Natasha Kaiser-Brown

Personal information
- Born: May 14, 1967 (age 59) Des Moines, Iowa, U.S.
- Education: University of Missouri

Medal record
Women's athletics
Representing United States
Olympic Games
| Silver medal – second place | 1992 Barcelona | 4×400 m relay |
World Championships
| Gold medal – first place | 1993 Stuttgart | 4×400 m relay |
| Silver medal – second place | 1993 Stuttgart | 400 m |
World Indoor Championships
| Silver medal – second place | 1993 Toronto | 4×400 m relay |
| Silver medal – second place | 1997 Paris | 4×400 m relay |
Summer Universiade
| Gold medal – first place | 1989 Duisburg | 4x400 m relay |

= Natasha Kaiser-Brown =

American sprinter (born 1967)

Natasha Kaiser-Brown, née Natasha Kaiser, (born May 14, 1967) is an American sprinter who specialized in the 400 meter run. As of 2022, she is the head coach of track and field at the University of Missouri in Columbia, Missouri.
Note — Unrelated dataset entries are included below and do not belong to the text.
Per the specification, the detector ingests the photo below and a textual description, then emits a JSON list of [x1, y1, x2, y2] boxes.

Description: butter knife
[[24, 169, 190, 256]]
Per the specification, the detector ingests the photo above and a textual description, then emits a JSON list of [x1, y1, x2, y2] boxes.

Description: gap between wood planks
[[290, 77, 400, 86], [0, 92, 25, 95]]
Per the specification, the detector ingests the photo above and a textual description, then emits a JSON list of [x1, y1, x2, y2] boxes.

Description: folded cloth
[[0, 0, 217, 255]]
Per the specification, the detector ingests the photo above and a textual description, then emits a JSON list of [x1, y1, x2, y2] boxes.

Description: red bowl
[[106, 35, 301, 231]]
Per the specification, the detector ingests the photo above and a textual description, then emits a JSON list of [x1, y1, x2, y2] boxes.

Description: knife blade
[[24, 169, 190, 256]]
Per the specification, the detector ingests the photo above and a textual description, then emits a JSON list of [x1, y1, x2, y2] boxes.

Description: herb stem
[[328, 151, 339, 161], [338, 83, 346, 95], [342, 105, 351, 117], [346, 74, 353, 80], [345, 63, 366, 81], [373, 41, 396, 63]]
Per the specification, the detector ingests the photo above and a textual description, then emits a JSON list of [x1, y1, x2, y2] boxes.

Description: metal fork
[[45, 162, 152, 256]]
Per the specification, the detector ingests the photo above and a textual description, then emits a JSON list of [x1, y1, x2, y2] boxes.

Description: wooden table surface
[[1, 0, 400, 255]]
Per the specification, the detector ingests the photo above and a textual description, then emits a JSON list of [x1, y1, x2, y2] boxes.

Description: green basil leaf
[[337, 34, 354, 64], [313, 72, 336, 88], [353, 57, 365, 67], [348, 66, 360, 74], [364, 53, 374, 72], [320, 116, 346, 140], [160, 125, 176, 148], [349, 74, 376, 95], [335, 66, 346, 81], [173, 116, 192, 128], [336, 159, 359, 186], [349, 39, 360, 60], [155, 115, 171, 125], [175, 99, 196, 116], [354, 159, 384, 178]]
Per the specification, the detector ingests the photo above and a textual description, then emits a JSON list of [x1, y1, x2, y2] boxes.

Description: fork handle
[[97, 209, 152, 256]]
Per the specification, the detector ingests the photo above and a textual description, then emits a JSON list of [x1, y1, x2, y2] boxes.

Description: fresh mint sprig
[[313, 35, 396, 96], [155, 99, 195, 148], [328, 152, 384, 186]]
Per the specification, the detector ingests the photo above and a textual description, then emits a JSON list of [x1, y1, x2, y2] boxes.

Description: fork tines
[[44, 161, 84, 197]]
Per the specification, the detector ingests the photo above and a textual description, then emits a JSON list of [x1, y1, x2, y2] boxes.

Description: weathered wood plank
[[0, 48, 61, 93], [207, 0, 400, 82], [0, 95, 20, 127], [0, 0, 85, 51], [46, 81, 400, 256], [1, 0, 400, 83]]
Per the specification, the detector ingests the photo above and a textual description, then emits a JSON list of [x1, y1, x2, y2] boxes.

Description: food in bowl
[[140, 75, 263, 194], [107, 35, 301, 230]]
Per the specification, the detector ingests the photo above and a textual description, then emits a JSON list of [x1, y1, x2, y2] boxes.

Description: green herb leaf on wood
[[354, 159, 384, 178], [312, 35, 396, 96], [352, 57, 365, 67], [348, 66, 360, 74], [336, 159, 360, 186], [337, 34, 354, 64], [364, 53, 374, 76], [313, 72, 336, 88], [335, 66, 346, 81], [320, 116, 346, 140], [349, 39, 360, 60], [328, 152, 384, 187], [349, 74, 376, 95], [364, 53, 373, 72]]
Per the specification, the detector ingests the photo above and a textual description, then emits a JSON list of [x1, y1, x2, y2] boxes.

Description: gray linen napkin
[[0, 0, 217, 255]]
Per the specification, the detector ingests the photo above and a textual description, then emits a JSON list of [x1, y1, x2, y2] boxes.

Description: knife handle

Kaiser-Brown was born in Des Moines, Iowa. In high school, she was a nine-time state champion for Des Moines Roosevelt and is the previous record-holder for the 100 meter and sprint medley relay events (both broken in the 2018 track season).

As a member of the Missouri Tigers track and field team from 1985 to 1989, she won five individual conference titles, earned NCAA All-American honors in the 400 m dash six times, and named Big 8 Female Athlete of the Year in 1989. In 1989, she also was the 400 m dash Indoor National Champion with a collegiate record time of 51.92 seconds, which still stands as the school record.

At the 1991 Pan American Games she finished fourth in the 400 meter run and won a gold medal in 4 × 400 meter relay. She won a silver medal in the relay at the 1992 Summer Olympics with her teammates Gwen Torrence, Jearl Miles and Rochelle Stevens. In 1993 she won a relay silver medal at the 1993 World Indoor Championships as well as two medals at the 1993 World Championships. She won the 400 meter event at the 1994 Nationals and was a member of the 1996 USA Olympic team in Atlanta.

Her personal best time is 50.17 seconds, achieved in 1993.

She is married to Brian Brown and coached alongside him at Drake University. The pair have a daughter, Elle Brown, who is a basketball player at the University of Missouri.